Consistently inconsistent results in timing code

I'm working on a project that involves measuring the intervals between a series of short (~10 uS) low-high-low pulses. The code below works but I noticed that the first interval comes out to be about 50 clock cycles longer than all of the subsequent ones. (Though sometimes the difference is close to zero or around a hundred.)

This sketch is running on a Duemilanove and for testing purposes I'm using another Arduino as a pulse generator. I've looked at the test pulses on my scope and I'm pretty confident that the intervals are more consistent than this.

The sketch works well enough for my purposes but there's obviously something going on that I don't understand, so I'd appreciate any efforts to cast light on what's going on here. General feedback on the approach I am taking here is welcome, too.

(Thank you, Nick Gammon, for the examples on your website. This is my first foray into interrupts and timers and your code was super helpful.)

const int outPin = PD2; //pin 2
const int inPin = PD7;  // pin 7

volatile unsigned int overflowCount;
unsigned int timer1CounterValue;
unsigned int overflowCountCopy;


unsigned long t1Count[] = {0,0,0,0}; //measuring four splits between five signals
unsigned long t1ovf[] = {0,0,0,0};

void setup() {
  pinMode(inPin, INPUT); 
  Serial.begin(9600);
 
}

void loop() {
  scan5();
  delay(1000);

}

ISR (TIMER1_OVF_vect) {
  ++overflowCount; // count number of Counter1 overflows
}  // end of TIMER1_OVF_vect

void scan5() {
  overflowCount = 0;
  TCCR1A = 0;
  TCCR1B = 0;

  TIFR1 = bit (TOV1);
  TIMSK1 = bit (TOIE1); // interrupt on Timer 1 overflow 
  
  // start Timer 1, no prescaler
  TCCR1B =  bit (CS10); //Set CS12:0 to 001 for no prescaling

  for (int i = 0; i < 4; i++){
    //wait for first rising edge:
    while ((PIND &= _BV(inPin)) == 0) {/*wait*/} 

    TCNT1 = 0; //signal line went high so reset counter to zero
    overflowCount = 0;
    
    // do nothing while pin stays high
    while ((PIND &= _BV(inPin)) == _BV(inPin)) {/*wait*/}
  
    // wait for inPin to go high again
    while ((PIND &= _BV(inPin)) == 0) {/*wait*/}
    timer1CounterValue = TCNT1;
    
    overflowCountCopy = overflowCount;
    overflowCount = 0;
    //check for interrupt while getting TCNT1
    if ((TIFR1 & bit(TOV1)) && timer1CounterValue < 256){
      overflowCountCopy++;     
    }

    t1Count[i] = timer1CounterValue;
    t1ovf[i] = overflowCountCopy;
    
  }

  for (int i = 0; i < 4; i++){
    float microSeconds;
    unsigned long totalCounts;
 
    totalCounts = (t1ovf[i] << 16) + t1Count[i];
    microSeconds = float(totalCounts)/16;
    
    Serial.print("Overflow count: "); Serial.print(t1ovf[i]); Serial.print("\tT1 count: ");
   Serial.print(t1Count[i]);
    Serial.print(" -- "); Serial.print(microSeconds); Serial.println(" microseconds");
  }

  Serial.println(t1Count[0]-t1Count[1]); // show discrepancy between measurements
  Serial.println("****************************************************");
}

There is no need to reinitialize the settings Timer1 every time scan5() runs. Put them in setup().

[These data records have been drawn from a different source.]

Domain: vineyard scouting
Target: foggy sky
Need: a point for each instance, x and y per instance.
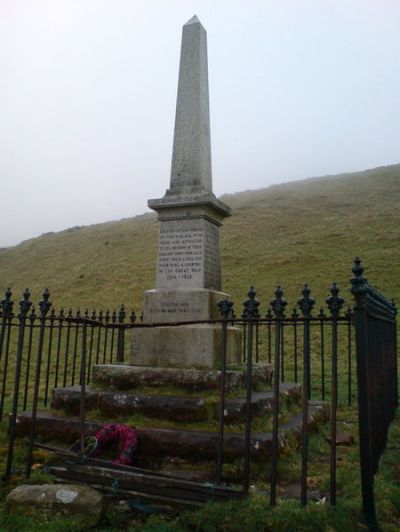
(298, 88)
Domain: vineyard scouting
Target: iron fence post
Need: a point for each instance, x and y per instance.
(306, 304)
(121, 335)
(44, 306)
(335, 303)
(24, 305)
(226, 309)
(278, 307)
(250, 314)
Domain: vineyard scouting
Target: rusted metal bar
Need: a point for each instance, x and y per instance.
(335, 303)
(278, 306)
(83, 388)
(44, 307)
(32, 318)
(49, 352)
(225, 308)
(306, 304)
(251, 314)
(24, 305)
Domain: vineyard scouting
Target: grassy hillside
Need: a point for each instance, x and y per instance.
(306, 231)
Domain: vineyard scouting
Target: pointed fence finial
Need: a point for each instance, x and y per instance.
(251, 305)
(278, 304)
(335, 302)
(306, 303)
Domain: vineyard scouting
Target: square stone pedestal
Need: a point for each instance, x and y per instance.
(183, 346)
(188, 346)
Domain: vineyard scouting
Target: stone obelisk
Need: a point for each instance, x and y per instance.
(188, 284)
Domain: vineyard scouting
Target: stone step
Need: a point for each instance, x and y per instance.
(175, 408)
(186, 444)
(128, 377)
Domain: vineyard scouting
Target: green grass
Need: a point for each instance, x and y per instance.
(306, 231)
(289, 234)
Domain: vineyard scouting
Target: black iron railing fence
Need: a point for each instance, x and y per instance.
(45, 349)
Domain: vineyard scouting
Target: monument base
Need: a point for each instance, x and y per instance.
(188, 346)
(183, 346)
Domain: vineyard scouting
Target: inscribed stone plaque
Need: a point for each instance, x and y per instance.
(188, 255)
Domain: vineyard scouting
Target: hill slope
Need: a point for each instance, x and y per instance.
(306, 231)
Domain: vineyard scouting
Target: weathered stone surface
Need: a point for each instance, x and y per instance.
(127, 377)
(191, 445)
(188, 282)
(163, 306)
(191, 157)
(69, 399)
(343, 438)
(82, 503)
(177, 408)
(189, 346)
(162, 407)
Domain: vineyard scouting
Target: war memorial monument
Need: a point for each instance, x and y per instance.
(188, 284)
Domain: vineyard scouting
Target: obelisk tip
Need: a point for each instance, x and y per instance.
(193, 20)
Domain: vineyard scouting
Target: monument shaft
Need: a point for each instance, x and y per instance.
(188, 284)
(191, 156)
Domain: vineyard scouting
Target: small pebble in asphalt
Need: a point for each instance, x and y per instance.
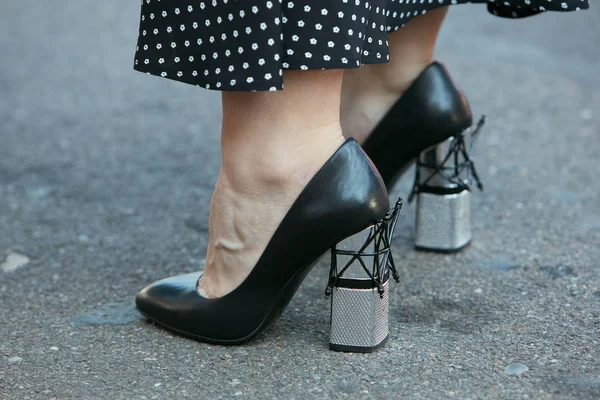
(516, 369)
(15, 360)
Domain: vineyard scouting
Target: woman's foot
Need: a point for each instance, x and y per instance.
(367, 96)
(370, 91)
(273, 143)
(248, 206)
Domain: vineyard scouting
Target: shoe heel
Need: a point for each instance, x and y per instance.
(358, 286)
(443, 191)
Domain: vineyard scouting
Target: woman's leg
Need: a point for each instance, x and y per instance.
(272, 145)
(369, 92)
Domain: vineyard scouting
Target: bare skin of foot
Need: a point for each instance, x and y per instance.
(272, 144)
(370, 91)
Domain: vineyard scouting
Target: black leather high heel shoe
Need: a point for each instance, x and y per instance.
(346, 196)
(433, 124)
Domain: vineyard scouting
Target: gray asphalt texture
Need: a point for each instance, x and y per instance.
(105, 179)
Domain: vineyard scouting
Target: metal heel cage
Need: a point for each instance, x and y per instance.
(374, 256)
(456, 168)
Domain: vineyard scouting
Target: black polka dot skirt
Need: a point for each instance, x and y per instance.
(245, 45)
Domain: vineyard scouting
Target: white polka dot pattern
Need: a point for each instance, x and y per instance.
(245, 45)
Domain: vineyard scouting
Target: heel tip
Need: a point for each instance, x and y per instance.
(443, 251)
(357, 349)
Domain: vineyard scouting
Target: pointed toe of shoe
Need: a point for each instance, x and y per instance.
(163, 301)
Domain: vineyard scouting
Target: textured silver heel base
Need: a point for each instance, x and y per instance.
(359, 317)
(443, 221)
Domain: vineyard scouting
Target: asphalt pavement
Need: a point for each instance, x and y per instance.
(105, 179)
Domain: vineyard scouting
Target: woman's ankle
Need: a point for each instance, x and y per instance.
(279, 164)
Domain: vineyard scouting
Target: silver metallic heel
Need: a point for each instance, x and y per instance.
(443, 191)
(358, 287)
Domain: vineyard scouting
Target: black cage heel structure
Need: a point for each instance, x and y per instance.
(358, 287)
(431, 123)
(346, 196)
(443, 189)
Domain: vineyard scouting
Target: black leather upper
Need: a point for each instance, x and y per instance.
(344, 197)
(430, 111)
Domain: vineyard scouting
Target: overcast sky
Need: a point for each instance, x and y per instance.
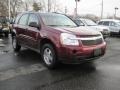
(92, 6)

You need to disable interrupts while making this copy, then enable them again.

    overflowCountCopy = overflowCount;

It would be helpful to state the pulse rate that is being counted, as there are lots of other potential timing problems in that code.

Can you explain why it makes sense to declare microSeconds as float, which has only 6-7 digits of accuracy?

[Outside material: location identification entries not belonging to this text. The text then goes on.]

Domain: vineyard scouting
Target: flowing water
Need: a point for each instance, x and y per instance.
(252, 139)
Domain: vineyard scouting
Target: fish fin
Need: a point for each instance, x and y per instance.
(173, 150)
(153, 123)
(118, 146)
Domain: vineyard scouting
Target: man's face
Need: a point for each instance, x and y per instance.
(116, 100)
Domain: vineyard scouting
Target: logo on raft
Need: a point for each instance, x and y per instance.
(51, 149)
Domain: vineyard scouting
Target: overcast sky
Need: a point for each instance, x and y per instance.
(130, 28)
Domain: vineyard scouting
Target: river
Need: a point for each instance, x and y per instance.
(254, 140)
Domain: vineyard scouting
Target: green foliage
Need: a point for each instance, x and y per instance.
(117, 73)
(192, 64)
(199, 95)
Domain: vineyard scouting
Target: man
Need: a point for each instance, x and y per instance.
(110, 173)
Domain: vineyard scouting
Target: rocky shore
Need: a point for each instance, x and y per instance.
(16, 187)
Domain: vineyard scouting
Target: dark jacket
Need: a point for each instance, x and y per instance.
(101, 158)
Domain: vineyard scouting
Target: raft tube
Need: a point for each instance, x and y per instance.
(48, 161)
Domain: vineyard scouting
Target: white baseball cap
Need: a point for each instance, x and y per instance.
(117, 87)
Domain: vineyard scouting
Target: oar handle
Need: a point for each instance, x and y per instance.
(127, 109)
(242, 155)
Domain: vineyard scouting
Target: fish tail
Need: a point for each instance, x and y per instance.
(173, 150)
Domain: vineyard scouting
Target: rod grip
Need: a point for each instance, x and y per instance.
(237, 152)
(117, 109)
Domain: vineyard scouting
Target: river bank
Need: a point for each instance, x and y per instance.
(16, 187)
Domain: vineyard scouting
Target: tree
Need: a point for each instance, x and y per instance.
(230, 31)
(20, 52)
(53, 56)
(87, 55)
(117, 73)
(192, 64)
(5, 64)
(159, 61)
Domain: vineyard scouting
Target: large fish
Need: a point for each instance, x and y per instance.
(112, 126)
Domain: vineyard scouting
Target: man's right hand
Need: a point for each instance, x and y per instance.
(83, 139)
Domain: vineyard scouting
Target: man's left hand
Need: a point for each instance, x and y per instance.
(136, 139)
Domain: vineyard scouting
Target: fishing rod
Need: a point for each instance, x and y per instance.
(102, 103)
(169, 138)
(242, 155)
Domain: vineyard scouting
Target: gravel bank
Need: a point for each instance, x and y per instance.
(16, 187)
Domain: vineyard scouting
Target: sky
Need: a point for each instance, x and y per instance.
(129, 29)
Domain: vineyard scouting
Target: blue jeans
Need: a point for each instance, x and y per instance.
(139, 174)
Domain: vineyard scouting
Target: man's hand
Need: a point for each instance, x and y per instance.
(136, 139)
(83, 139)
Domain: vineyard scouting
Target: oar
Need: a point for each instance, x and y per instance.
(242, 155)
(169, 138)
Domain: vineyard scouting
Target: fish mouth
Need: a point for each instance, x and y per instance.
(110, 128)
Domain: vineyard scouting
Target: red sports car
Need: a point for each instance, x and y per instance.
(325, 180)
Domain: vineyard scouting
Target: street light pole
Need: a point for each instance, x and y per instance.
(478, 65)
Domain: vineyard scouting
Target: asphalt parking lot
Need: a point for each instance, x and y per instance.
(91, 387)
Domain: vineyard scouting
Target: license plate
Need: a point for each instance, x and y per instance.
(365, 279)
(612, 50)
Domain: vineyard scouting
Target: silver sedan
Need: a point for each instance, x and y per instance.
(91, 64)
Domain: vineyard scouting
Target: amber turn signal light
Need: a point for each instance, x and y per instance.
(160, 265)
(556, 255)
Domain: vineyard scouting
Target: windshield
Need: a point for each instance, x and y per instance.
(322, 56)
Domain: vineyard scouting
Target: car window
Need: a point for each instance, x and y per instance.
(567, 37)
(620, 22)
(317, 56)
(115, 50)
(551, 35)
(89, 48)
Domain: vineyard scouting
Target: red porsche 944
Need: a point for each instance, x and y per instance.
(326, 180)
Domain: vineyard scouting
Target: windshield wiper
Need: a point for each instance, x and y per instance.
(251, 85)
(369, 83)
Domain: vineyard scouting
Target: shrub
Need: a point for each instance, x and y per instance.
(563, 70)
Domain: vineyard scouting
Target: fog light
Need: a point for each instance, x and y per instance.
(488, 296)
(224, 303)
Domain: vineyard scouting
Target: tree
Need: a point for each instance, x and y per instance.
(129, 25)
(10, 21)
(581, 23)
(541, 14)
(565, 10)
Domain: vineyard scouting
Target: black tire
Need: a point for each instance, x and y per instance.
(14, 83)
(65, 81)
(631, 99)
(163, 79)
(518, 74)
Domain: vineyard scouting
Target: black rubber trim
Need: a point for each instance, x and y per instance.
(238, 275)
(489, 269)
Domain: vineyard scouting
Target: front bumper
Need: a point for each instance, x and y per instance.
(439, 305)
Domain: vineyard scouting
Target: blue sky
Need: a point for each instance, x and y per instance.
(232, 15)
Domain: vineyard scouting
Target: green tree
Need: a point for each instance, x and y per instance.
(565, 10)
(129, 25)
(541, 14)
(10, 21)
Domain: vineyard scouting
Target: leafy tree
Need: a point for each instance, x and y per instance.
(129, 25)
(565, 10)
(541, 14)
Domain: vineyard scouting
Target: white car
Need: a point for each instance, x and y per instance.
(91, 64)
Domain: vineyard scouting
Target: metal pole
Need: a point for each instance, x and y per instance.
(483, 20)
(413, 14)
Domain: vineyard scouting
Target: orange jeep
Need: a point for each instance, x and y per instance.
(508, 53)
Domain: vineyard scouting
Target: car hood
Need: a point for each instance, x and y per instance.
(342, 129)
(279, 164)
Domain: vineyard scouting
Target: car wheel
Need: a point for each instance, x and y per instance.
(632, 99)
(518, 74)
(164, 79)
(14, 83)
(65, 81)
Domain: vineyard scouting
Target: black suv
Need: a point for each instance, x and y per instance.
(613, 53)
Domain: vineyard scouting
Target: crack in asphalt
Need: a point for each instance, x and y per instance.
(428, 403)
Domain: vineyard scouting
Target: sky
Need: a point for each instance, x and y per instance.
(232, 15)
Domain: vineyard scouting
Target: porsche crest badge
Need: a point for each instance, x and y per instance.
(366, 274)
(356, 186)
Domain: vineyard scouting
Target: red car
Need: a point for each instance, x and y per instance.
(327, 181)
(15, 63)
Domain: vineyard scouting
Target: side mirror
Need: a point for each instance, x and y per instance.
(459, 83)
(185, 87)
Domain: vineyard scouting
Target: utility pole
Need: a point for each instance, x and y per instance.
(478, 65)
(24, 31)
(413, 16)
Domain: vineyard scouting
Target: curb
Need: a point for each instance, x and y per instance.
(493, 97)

Thanks for the recommendations - changes made.

Re. the pulse rate, the pulses themselves (~ 10 microseconds) are short compared to the intervals which are up to 100 milliseconds but no less than a millisecond, so only up to about 1 KHz. Considering the amount of time I've got to work with between signals, I realize I probably don't need to use interrupts or direct timer access, so this is in large part a learning experiment.

I didn't think of the precision limitation of floats. If I use a long instead of float for microSeconds won't I also lose some precision? Is this a situation where I might want to multiply by a larger number first and then divide?

As this is very much a learning project, I would definitely like to know more about what the other potential timing problems might be.

We strongly recommend to always use unsigned long integers for microsecond and millisecond quantities.

If you want to retain precision, don't do a divide! At the moment, Timer1 is counting the number of Arduino clock pulses between events. You can't do better than that, except to use an Arduino with a more accurate clock.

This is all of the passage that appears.